La visione di Carulli supera anche i confini della città. Il concetto di “ruralizzare l’urbano” viene declinato in esempi concreti come quello del Parco delle Torri a Ganzirri, dove sono state ricostruite dune costiere per regolare microclimi, realizzati orti collettivi con sistemi di fitodepurazione e introdotti sensori open-data per rendere accessibili i parametri ambientali. L’obiettivo è che lo spazio urbano si comporti da ecosistema vivente.
Innovazione e tradizione convivono anche nei materiali. Carulli difende l’introduzione di nanotubi di carbonio (CNT) in compositi bio-based, come esempio di tecnologia al servizio della natura. In Sicilia, la sperimentazione di intonaci realizzati con canapulo, calce idraulica naturale e silice vulcanica consente di ottenere prodotti leggeri, riciclabili, capaci di abbattere gli ossidi d’azoto e riutilizzabili in agricoltura. È la bioarchitettura che innesta l’innovazione sulla memoria materiale, senza comprometterne il significato.
Un altro tassello fondamentale è rappresentato dal “Bio-Score”, il sistema di certificazione dell’Istituto Nazionale di Bioarchitettura. Recentemente arricchito da indicatori sociali, grazie alla Community Capital Matrix, questo strumento misura non solo il bilancio energetico, ma anche il capitale umano attivato: ore di volontariato, posti di lavoro locali, percentuale di manutenzione affidata ad artigiani del territorio. Citando Amartya Sen, Carulli spiega che la vera sostenibilità consiste nell’aumentare le capacità e le libertà delle persone, non solo nell’efficienza energetica.

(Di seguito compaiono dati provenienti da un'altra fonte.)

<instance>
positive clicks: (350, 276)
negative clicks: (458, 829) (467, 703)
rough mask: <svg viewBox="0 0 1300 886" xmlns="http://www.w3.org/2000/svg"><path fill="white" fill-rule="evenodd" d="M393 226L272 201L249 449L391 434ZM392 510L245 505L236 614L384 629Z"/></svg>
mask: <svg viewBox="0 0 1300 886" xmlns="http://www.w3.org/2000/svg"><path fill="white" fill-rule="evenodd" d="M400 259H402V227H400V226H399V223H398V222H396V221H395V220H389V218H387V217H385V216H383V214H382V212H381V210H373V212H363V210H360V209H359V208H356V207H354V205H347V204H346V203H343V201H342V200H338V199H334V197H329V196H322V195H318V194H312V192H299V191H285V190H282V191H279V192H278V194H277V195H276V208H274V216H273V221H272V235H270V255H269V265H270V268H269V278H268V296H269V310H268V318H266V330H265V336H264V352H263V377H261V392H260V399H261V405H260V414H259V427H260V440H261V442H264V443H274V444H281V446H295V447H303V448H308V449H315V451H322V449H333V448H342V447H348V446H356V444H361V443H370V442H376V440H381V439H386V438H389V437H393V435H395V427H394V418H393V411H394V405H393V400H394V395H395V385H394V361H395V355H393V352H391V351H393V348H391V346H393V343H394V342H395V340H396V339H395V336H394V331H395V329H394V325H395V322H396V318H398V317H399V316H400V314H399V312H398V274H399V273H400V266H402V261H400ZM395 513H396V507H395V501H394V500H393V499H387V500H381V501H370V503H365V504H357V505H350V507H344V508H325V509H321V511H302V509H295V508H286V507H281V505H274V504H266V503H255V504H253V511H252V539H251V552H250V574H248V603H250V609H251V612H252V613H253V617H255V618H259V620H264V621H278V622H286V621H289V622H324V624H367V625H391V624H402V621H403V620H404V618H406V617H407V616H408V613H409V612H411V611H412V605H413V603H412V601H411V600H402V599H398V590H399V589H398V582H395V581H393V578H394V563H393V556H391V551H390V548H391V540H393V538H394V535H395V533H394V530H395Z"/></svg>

L’intervista tocca anche le strategie post-turistiche per i piccoli comuni dell’Appennino. L’Istituto è attivo nel supportare questi territori con modelli che superano la logica del consumo mordi-e-fuggi, favorendo residenzialità temporanee, economie locali e inclusione intergenerazionale. Il progetto CANAPA NEW TECH, presentato a Messina, ne è un esempio concreto: valorizza la canapa industriale come risorsa circolare, con l’impegno di attori come Millasensi, per creare filiere sostenibili in grado di generare innovazione sociale a partire da radici agricole.
Il messaggio conclusivo è chiaro: l’architettura, oggi, deve essere narrazione vivente del territorio, infrastruttura di giustizia climatica, spazio di democrazia ambientale e rigenerazione umana. Il ruolo dell’Istituto Nazionale di Bioarchitettura – attraverso la formazione, la sperimentazione e la certificazione – è quello di guidare questa transizione culturale e tecnica. ThinkinGreen 2025 rappresenta, in questo senso, non solo un evento ma un manifesto di futuro: tra scienza e umanesimo, tra progetto e racconto.